By Tina Teree Baker on Thursday, October, 2nd, 2014 in Blog Posts,Blog: Collaboration and Knowledge Management,Latest Updates. No Comments

This piece is the second installment of a five-part series about Public Health Knowledge Management titled, “The Missing Pieces: How Better Knowledge Management Can Complete the Public Health Puzzle.”

We need access to information to do our jobs. This is true of every profession, and especially of public health. The Association of State and Territorial Health Officials state it succinctly:
Public health professionals require accurate data and the ability to access data quickly from disparate sources and transform those data into information and knowledge to do their jobs.
This is especially important to public health because when its professionals “do their jobs,” they are directly impacting the public’s health and well-being – screening for cancers, preventing transmission of HIV, working to reduce air pollution, and responding to humanitarian disasters. The ability to rapidly transform information into public knowledge that can be used to implement health activities is crucial to public health work, which improves health and quality of life for millions of people. While access to information – and more importantly, the right information – is important to every field, it is particularly urgent in public health because human lives are at stake.

In no situation is this more apparent that in emergency operations, where every second counts. Public health professionals are some of the first to respond to disasters, tasked with everything from assessing the dangers from a chemical or biological terror event to providing necessary services in the aftermath of a natural disaster. This was painfully obvious in the humanitarian response to the earthquake in Haiti in 2010. To date, it is the largest global disaster relief operation ever executed, and it is also judged by most to be the worst failure in the history of humanitarian disaster response. According to the Overseas Development Institute, the lack of standardized knowledge management framework was at the crux of the inadequate response:
From a humanitarian response perspective, Haiti demonstrated the critical importance of getting information flows ‘right’. …At the operational level, information was not reinforced by local knowledge because many agencies started with the assumption that there was no data available [emphasis added].
US domestic public health can also look to its own experiences, such as the hard-learned lessons of Hurricane Katrina in 2005, to understand the importance of the being able to access knowledge quickly.

The most efficient way to quickly disseminate knowledge both to the public and among public health professionals is to have universal, effective knowledge management practices. This is invaluable to planning and managing emergency response, as well as addressing “everyday” public health challenges such as containing foodborne illness outbreaks. Knowledge sharing and collaboration also helps professionals to better train and continue learning, producing empowered and qualified workers in the field who are able to continuously improve their performance and have greater impact. Finally, good knowledge management can inform policy by documenting accomplishments and areas where operations can be improved, leading to more effective programs.

Fortunately, good knowledge management has real power to save lives when it is implemented well. Even in remote or resource-poor settings where sophisticated technology can be lacking, programs can implement good knowledge management practices using available resources. USAID’s blog tells the story of a program in rural Malawi that gave community health workers access to critical health knowledge and tools through simple cell phones. Using their phones, these workers were able to conduct HIV testing and counseling (which can reduce new infections once individuals know their status) connect families to family planning resources (which can lower maternal mortality), and, in one case, respond to emergency health situations.
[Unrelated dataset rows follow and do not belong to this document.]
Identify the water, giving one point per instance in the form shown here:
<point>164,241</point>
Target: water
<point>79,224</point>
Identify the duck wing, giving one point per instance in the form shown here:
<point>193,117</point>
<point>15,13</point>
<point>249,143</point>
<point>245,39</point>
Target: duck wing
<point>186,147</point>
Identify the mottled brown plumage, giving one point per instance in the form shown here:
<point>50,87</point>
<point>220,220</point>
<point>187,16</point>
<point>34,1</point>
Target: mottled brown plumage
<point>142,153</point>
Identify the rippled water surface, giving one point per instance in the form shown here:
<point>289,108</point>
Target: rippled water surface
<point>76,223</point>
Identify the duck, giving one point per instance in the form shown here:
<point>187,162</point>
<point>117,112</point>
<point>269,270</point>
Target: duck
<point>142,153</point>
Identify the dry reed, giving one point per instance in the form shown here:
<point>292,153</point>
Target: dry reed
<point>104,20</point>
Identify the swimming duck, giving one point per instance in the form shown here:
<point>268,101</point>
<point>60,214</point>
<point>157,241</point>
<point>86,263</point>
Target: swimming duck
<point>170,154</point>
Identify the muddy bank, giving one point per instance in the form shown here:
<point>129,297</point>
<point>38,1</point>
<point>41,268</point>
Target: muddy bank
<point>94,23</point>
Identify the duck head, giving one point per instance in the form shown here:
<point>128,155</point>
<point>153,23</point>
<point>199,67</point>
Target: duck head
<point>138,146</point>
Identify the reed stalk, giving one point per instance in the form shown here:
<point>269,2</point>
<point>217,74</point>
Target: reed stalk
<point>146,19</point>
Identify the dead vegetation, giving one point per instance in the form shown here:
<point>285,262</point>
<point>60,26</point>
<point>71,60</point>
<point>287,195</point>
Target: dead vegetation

Within the US, Project ECHO, which is partially funded by the US Agency for Healthcare Research and Quality (AHRQ) and administered by the University of New Mexico, facilitates knowledge sharing between subject matter experts and healthcare providers to coordinate and implement best practices for hepatitis C patients in underserved areas. And UNAIDS has held knowledge management workshops to help HIV prevention programs around the world share their experience and expertise and improve their operations.

The critical need for good knowledge management in public health can be seen both in the potential for losing lives without it, and in the power to save lives and improve health when it is fully harnessed. All areas of public health – from clinical practice to government administration – can improve their ability to respond to health challenges by implementing sound knowledge management practices. In the next installments, we will examine how improved public health knowledge management can help the organizations that implement it – by saving money, improving efficiency, and facilitating legal compliance.